Raping the Jezebel Hypocrisy, Stereotyping, and Sexual Identity in Harriet Jacobs’s Incidents in the Life of a Slave Girl
Abstract
The following paper examines the origins of African-American female sexual scripts, particularly the image of the Jezebel, and their consequences as represented in Harriet Jacobs’s autobiography, Incidents in the Life of a Slave Girl. Through an analysis of Jacobs’s work, this paper explores the relationships between female slaves and their masters (and mistresses) in the Antebellum American South, locates the historical and cultural sources of negative sexual stereotypes about black women, and ultimately, concludes that these scripts and stereotypes, originating in American slavery, still play a large role in media representation and the formation of a positive sexual identity for African-American women in the United States.
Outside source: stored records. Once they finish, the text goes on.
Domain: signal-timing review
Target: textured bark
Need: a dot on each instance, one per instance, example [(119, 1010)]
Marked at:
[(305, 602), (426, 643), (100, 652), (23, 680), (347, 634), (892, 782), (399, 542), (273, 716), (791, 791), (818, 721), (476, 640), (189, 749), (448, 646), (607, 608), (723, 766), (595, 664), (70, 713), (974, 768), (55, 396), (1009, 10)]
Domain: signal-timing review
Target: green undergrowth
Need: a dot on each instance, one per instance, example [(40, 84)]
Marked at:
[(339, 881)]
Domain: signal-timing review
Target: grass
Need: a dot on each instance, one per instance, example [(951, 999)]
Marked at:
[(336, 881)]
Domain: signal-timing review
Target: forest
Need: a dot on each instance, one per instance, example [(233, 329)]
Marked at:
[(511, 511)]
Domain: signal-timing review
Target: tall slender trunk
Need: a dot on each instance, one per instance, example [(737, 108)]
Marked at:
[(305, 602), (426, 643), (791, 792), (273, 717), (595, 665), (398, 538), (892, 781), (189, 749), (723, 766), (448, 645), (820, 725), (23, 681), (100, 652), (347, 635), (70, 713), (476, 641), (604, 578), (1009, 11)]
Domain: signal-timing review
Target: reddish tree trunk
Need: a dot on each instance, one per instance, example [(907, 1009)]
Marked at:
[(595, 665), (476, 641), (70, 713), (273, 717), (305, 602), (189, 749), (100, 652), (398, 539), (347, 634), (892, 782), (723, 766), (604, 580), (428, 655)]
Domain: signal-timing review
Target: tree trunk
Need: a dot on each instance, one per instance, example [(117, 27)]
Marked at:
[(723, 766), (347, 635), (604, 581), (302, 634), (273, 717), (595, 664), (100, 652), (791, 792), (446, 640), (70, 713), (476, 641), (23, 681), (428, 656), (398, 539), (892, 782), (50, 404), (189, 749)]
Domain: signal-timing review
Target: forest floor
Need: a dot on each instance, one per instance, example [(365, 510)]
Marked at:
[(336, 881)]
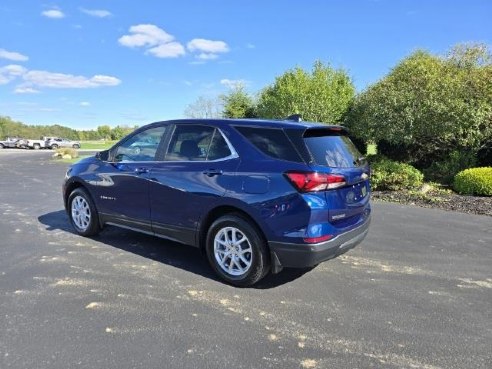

Jacobs’s narrative, a monumental self-written memoir, sought to appeal to the white women in the American North whose participation in the abolitionist movement held the power to ameliorate circumstances for female slaves in the South. Her tale of sexually aggressive masters, harried choices, and the sacrifices of a loving mother illuminate the moral and spiritual degradation caused by the “peculiar institution of slavery.” This paper places such considerations in both racial and sociopolitical contexts to examine the psychology of fear, abuse, and miscegenation suffered by American female slaves and perpetrated by southern plantation owners.